James McBride stands in his backyard garden in Lambertville, New Jersey. (Emma Lee/WHYY)
McBride’s breakout 1995 bestseller, “The Color of Water,” is a memoir about his mother, a white Jewish woman who married a black minister. He died before McBride was born.
In 2008 he won a National Book Award for “The Good Lord Bird,” a story set at the dawn of the Civil War, told by a black boy passing as a girl under the wing of the radical abolitionist John Brown. It’s a novel about slavery, and it’s comic.
McBride said he doesn’t set out to write stories about race. In fact, if he could avoid talking about racism altogether, he would. But as a black man living in America, there it is.

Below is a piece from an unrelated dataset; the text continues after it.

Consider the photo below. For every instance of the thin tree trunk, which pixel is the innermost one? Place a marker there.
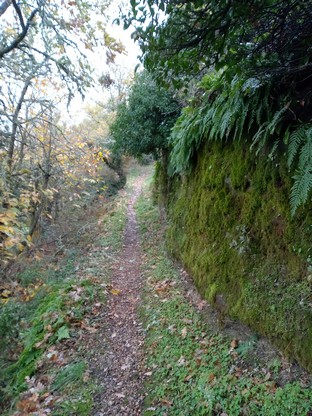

“I think we’re doing a lot better than we give ourselves credit for,” he said. “But if I started thinking about this stuff all the time, I wouldn’t be able to get out of bed. I don’t think about it. It lives in my stories, not in my life.”
McBride started as a journalist, graduating from Columbia University and eventually landing a staff writer job at the Washington Post. But he quit to write novels.
For his latest, “Kill ‘Em and Leave: Searching for James Brown and the American Soul,” he put his journalism hat back on. McBride wanted to tease out the troubled personal life of Godfather of Soul.
“Every compartment he created in his life to protect himself from pain essentially collapsed,” said McBride. “He didn’t surrender in the moment, the right now. As a result of that, he suffered. Because there is no safety. Life shoves you forward.”
In addition to being a writer, McBride is an award-winning jazz saxophonist and composer. Unlike James Brown, who would fine his musicians for the slightest mistake on stage, McBride’s approach is more forgiving.
“The magic of writing is like jazz. You have a certain number of techniques, and you have harmonic knowledge, and you know what the melody is, and when it’s your turn to solo, you do the best you can,” said McBride.
“If you practiced enough, you might be able to say something. But there’s no map. You just connect the dots however you like,” he said.
McBride generally avoids talking about his writing process and urges his students at New York University to do the same. Whether it’s good, bad, or ugly, the story’s the thing.
“Just hit it. Writing teaches writing,” said McBride. “Why you gotta sit around and, you know, fluffing and puffing? Tell me a dirty joke. That’ll work.”